Surveys will then be included as part of a grant application, along with a cost analysis, in an effort to obtain funding that would allow expansion of the service.

“We want to basically give everybody the opportunity to get broadband,” Mr. Beekhoo said.

The survey will ask questions such as who would be interested in Internet service and what price they would pay.

He said he also wants to use a sampling of Brasher residents to test the service to see how it runs before expanding it to other customers.

Mr. Beekhoo, who said tribal officials brought him from Florida about a year and a half ago to set up broadband service, told board members one of the items on his agenda was getting service to all St. Lawrence County townships where it’s not currently available. He plans to use a combination of wireless and fiber optic technology and hopes to start construction in the spring “at least in St. Lawrence County.”

His plan is to use as many water towers as possible to set up the necessary equipment and, if there are “dark spots,” ask residents for permission to put up a tower.

“It’s not a small project. It’s going to be a huge project. I need a lot of support from people like you who see a need for it,” he said.

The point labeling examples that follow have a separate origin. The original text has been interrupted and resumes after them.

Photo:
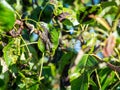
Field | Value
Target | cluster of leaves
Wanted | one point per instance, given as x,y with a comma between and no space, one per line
59,44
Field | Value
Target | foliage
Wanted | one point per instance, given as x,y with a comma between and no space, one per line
59,44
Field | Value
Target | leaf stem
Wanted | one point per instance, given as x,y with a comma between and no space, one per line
98,79
40,73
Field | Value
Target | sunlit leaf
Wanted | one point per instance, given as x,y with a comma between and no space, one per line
41,45
87,62
7,16
109,46
54,39
80,83
11,52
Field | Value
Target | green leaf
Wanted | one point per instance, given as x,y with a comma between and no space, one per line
11,51
54,38
107,4
7,16
41,45
67,22
65,60
83,14
87,62
80,83
106,76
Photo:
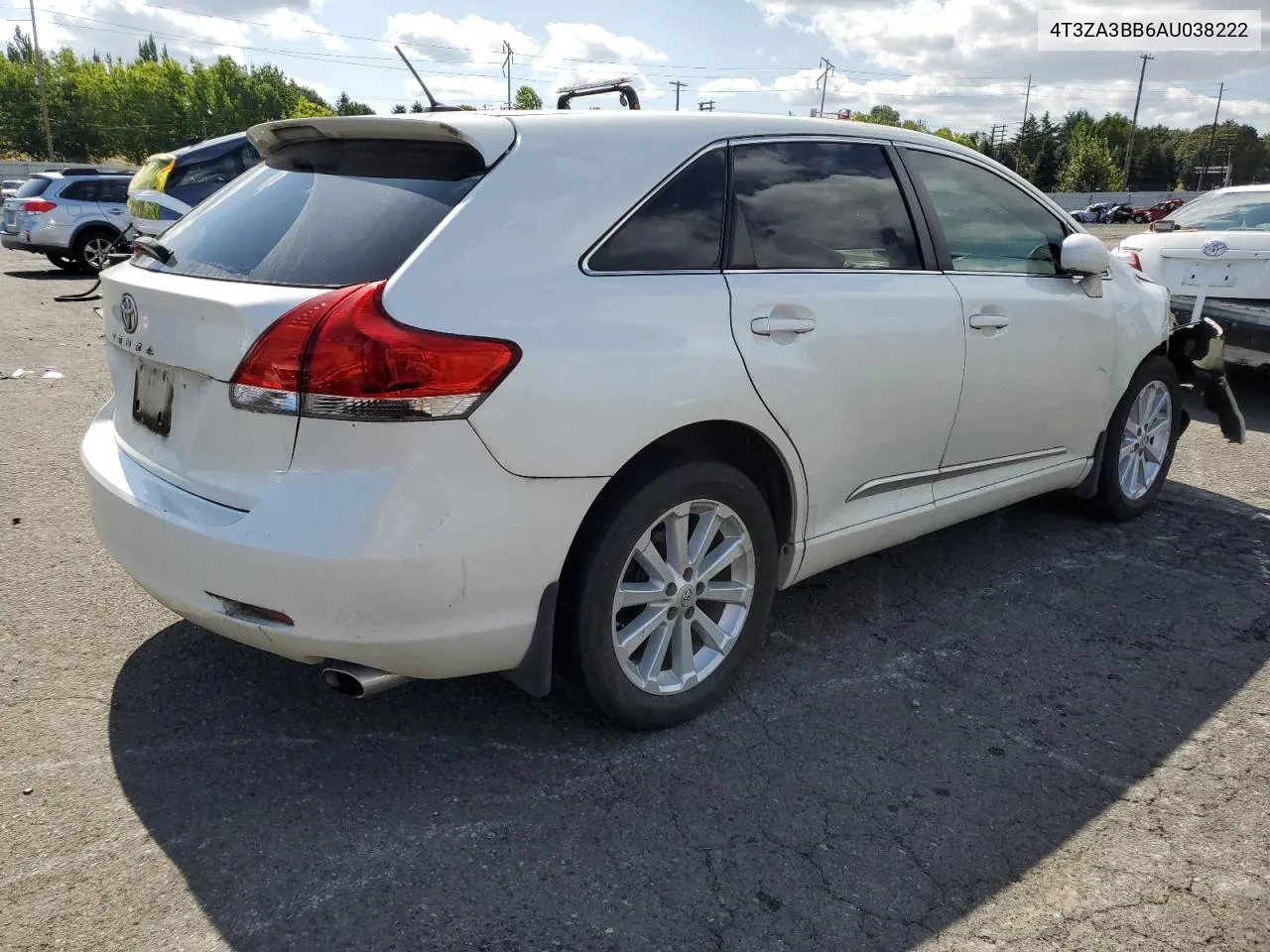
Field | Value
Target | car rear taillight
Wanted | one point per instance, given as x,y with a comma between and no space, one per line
340,356
1129,258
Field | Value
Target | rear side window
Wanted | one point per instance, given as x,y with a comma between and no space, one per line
114,190
220,169
322,213
820,206
87,190
33,188
680,229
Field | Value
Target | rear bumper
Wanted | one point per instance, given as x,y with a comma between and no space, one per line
17,243
431,569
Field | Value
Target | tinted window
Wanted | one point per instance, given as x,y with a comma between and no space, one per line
114,190
33,188
322,214
82,191
209,171
249,157
680,229
825,206
988,223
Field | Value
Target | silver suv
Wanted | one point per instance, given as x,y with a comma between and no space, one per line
72,216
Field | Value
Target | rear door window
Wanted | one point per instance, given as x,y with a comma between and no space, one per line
324,213
680,229
33,188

Broadband Internet access would open more avenues for future economic development and current individual businesses, Mr. Beekhoo said. Farmers who don’t have Internet access, for instance, could use broadband services to help them with their businesses, he said.

In some cases, he said, they may qualify for free grants for phones and Internet as part of the farm bill.

“But they can’t get it without broadband,” Mr. Beekhoo said.

Mr. Hidy said broadband Internet services also would be beneficial to college students who may have to participate in distance learning online.

In addition, having the broadband access would allow doctors and patients to participate in telemedicine, where a patient can be seen via video conferencing by a doctor at another facility.

Mr. Hidy said that while a local cable company offers $14 Internet packages to customers in areas they serve, “the speed is not conducive to kids who are working or anyone who needs speed.”

Mr. Beekhoo said the intention isn’t to compete with other services, but to keep the cost 20 percent below other local services.

Brasher officials gave the go-ahead for Mr. Beekhoo to survey residents.